I have been so unbelievably busy with music making I almost forgot to eat yesterday… (almost..) I have been trying some new sounds which I really like. It’s cool to see my progress as an artist. I remember the days when I struggled to play an F or a bar chord. Now i’m playing in open tunings, experimenting with air tap, and most of it feels pretty effortless. I suppose that’s where working hard gets you. A task stands before you- daunting, impossible and you face it with every bit of determination and courage you can muster and then slowly, without any noticeable changes one day you’ve succeeded. That was what I realized this week. It took me over ten years to realize this but I finally am the guitarist that when I was eleven years old I dreamt that I would become. It’s an amazing feeling.

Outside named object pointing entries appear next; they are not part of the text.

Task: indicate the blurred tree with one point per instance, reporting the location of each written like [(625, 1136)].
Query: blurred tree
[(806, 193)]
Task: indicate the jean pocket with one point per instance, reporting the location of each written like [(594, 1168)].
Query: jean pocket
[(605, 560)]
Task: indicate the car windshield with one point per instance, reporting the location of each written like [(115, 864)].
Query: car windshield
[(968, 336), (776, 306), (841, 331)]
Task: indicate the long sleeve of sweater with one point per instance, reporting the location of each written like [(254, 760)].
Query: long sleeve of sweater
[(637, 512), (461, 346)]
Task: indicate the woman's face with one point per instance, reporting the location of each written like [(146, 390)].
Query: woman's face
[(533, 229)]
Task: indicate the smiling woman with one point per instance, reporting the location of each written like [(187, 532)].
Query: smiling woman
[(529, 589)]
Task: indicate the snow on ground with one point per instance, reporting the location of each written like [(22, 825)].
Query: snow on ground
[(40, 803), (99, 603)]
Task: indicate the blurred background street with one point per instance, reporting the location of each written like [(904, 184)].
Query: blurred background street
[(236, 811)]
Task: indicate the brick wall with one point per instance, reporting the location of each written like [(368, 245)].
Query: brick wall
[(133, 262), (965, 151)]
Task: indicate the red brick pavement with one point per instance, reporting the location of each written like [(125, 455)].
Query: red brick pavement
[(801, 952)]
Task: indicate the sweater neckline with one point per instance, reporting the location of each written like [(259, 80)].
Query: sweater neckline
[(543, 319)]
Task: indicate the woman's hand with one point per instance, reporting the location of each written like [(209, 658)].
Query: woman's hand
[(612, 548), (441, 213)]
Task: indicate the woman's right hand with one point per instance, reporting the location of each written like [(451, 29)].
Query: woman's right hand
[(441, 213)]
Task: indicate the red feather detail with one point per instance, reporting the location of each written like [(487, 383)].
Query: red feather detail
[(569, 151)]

This week I’ll be recording with two very different producers both of which I love and respect so much. One in upstate New York one downstate. The production process is such an exciting but a very, very stressful time. I’m a perfectionist when it comes to my music and I stay up at night imagining bass lines and harmonies in these songs that I’ve written so many, many months ago.
That’s perhaps the most frustrating part- having all of these songs that NOBODY has heard. I have 22 of them. That’s like two albums. These new songs detail some of the darkest and most beautiful days of my life. A recent illness, a difficult break up, an epiphany, a change of heart, and a rebirth. They are my blood and sweat and tears in sound and I care about them more than I care about almost anything else.
When you hear them you’ll see exactly what I’m talking about. My voice has changed- everything- style, sound, presentation. I assert myself more than I ever have as an artist with a confidence I only recently achieved. I hope these songs are as cathartic for my fans as they were for me.
Wednesday, September 12th I’ll be playing a show in Manhattan at Bar East. If you’re in the city, do come. I’ll be playing all these songs I’m raving about.
If you’ve read this far down the page- I love you, I really do.